To begin with, it is worth making some comments. Given a probability space $(\Omega,\mathcal{U},\textbf{P})$, we can think of $\mathcal{U}$ as the information we have at hand related to the random phenomenon we are interested in. More precisely, the $\sigma$-algebra $\mathcal{U}$ tells us what are the events that we can observe the occurrence of. So, when one considers a sub-$\sigma$-algebra $\mathcal{V}\subseteq\mathcal{U}$, we are restricting the information about the random phenomenon we are studying.

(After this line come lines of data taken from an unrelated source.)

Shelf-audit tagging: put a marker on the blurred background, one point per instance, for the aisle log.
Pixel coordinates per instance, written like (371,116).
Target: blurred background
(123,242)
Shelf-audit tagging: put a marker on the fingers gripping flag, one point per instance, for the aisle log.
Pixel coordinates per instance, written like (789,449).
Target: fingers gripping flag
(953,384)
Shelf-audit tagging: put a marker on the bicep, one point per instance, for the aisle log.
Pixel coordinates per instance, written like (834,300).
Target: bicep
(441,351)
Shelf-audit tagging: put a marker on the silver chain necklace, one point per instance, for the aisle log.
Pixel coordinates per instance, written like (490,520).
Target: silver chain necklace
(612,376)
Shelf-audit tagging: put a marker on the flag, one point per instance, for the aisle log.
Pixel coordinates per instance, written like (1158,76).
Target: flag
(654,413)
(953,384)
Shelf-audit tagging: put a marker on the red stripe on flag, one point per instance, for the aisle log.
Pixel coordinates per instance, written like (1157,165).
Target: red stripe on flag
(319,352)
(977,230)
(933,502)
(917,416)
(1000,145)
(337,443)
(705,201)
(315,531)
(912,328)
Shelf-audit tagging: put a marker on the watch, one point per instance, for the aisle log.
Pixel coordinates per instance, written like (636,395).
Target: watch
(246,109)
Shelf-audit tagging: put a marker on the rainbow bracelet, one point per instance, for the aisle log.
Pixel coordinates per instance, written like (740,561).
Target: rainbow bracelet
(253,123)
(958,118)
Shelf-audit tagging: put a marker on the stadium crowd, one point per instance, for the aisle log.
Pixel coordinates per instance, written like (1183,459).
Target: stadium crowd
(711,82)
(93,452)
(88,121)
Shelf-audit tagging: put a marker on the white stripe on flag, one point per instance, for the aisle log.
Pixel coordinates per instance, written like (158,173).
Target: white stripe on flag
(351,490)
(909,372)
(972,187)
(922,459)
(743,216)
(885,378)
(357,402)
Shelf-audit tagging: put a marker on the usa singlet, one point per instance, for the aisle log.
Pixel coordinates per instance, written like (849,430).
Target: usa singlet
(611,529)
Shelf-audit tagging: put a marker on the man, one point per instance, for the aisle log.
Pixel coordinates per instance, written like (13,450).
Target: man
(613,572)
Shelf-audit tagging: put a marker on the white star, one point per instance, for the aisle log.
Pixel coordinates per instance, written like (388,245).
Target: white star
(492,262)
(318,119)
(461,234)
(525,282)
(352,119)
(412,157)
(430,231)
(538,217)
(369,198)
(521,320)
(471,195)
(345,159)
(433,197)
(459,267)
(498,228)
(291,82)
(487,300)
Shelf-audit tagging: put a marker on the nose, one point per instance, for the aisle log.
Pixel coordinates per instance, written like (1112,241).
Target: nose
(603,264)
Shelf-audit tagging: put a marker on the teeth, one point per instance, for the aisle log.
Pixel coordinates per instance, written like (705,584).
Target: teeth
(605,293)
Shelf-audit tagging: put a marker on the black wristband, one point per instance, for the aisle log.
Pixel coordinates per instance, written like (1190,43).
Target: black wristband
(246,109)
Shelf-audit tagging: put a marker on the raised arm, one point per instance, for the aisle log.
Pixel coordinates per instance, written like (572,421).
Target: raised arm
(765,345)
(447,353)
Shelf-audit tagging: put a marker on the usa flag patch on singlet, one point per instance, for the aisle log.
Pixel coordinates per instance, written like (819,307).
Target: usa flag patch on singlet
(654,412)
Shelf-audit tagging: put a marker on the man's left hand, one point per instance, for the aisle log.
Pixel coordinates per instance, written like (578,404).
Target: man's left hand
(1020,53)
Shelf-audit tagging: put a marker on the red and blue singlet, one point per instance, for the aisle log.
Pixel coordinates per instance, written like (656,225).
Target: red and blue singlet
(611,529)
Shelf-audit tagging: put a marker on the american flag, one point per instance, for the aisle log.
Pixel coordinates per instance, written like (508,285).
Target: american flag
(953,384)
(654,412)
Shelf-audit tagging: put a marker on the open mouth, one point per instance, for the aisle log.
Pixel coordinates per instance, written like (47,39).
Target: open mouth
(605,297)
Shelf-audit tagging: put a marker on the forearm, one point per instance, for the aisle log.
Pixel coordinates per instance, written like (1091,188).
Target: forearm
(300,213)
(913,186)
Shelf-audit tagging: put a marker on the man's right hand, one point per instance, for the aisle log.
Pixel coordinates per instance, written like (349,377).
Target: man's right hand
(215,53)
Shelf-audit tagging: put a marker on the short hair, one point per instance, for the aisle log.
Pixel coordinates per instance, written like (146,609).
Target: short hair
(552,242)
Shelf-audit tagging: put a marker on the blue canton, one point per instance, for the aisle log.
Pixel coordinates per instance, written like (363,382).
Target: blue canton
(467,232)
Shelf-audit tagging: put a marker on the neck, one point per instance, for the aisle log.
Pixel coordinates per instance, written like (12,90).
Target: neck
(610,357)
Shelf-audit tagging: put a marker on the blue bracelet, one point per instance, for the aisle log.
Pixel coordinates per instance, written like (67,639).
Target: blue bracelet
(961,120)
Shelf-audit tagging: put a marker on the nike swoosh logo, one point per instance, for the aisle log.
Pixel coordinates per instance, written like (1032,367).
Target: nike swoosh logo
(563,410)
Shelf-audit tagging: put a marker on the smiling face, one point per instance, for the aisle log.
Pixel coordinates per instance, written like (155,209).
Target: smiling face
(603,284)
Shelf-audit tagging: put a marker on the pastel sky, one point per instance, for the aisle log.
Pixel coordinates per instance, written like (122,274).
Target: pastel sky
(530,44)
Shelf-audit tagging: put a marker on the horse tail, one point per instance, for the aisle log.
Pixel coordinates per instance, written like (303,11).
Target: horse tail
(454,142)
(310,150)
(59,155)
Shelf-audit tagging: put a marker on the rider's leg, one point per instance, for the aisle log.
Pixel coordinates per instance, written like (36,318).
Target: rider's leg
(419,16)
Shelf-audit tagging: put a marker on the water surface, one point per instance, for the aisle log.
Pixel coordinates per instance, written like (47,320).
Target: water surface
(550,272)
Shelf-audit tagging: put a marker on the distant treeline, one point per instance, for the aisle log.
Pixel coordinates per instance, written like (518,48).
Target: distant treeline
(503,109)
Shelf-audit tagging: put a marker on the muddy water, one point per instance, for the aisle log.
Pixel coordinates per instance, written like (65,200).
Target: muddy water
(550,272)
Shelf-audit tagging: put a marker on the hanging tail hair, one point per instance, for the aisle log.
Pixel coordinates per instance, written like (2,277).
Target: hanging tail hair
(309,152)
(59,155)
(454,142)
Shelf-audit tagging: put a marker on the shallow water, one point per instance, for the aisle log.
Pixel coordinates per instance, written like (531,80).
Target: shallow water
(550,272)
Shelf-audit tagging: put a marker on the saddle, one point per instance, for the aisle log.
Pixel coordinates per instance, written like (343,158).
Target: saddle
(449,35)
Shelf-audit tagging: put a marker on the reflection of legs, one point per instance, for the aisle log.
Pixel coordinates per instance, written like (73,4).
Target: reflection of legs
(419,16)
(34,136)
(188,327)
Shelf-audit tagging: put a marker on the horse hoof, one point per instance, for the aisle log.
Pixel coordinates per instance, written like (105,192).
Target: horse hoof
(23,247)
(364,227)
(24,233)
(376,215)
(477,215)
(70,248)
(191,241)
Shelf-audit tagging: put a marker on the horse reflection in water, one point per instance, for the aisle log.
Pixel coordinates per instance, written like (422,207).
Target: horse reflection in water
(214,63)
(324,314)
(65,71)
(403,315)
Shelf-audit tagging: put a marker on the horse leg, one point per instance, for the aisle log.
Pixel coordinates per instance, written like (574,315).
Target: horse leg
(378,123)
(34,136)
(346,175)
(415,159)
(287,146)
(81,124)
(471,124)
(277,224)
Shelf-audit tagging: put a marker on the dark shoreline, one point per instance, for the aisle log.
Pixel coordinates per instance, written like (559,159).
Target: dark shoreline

Based on such interpretation, we can consider the conditional expectation $\textbf{E}[X\mid\mathcal{V}]$ as the random variable which best approximates $X$ based on the knowledge of $\mathcal{V}\subseteq\mathcal{U}$. This means that $Y := \textbf{E}[X\mid\mathcal{V}]$ should be $\mathcal{V}$-measurable and both $Y$ and $X$ should coincide (in average) at every given measurable set $A\in\mathcal{V}$. That is why $\textbf{E}[X\mid\mathcal{U}]$ equals $X$: the best approximation of $X$ given all the knowledge of $X$ is the random variable $X$ itself.
In order to make it clearer, let us consider the particular case where $Y$ is a simple random variable. This means that we can express $Y$ as a linear combination of indicator functions of measurable sets which partitions the sample space $\Omega$:
\begin{align*}
Y(\omega) = \sum_{i=1}^{n}y_{i}1_{D_{i}}(\omega)
\end{align*}
In such context, if we let that $\mathcal{D}_{Y} = \{D_{1},D_{2},\ldots,D_{n}\}$, then the conditional expectation is given by:
\begin{align*}
\textbf{E}[X\mid Y](\omega) = \textbf{E}[X \mid \mathcal{D}_{Y}](\omega) = \sum_{i=1}^{n}\textbf{E}[X\mid D_{i}]1_{D_{i}}(\omega)
\end{align*}
In other words, we are approximating $X$ by $\textbf{E}[X\mid D_{i}]$ for every $\omega\in D_{i}$. This is not a good approximation, because we are approximating $X$ by a constant at each $D_{i}$, but it is the best approximation among such type of approximations.
Generally speaking, given a probability space $(\Omega,\mathcal{U},\textbf{P})$ where $X$ is $\mathcal{U}$-measurable, $Y$ is $\mathcal{V}$-measurable and $\mathcal{V}\subseteq\mathcal{U}$, we can define the conditional expectation as follows:
\begin{align*}
\textbf{E}[X\mid Y] = \textbf{E}[X\mid\sigma(Y)]
\end{align*}
where $\sigma(Y)$ is the $\sigma$-algebra generated by $Y$. Based on such definition, you can recover the usual definition of conditional expectation that you are acquainted to.
Finally, as @OliverDíaz has mentioned, you can formalize what has been discussed in terms of the best approximation related to the quadratic mean of the difference.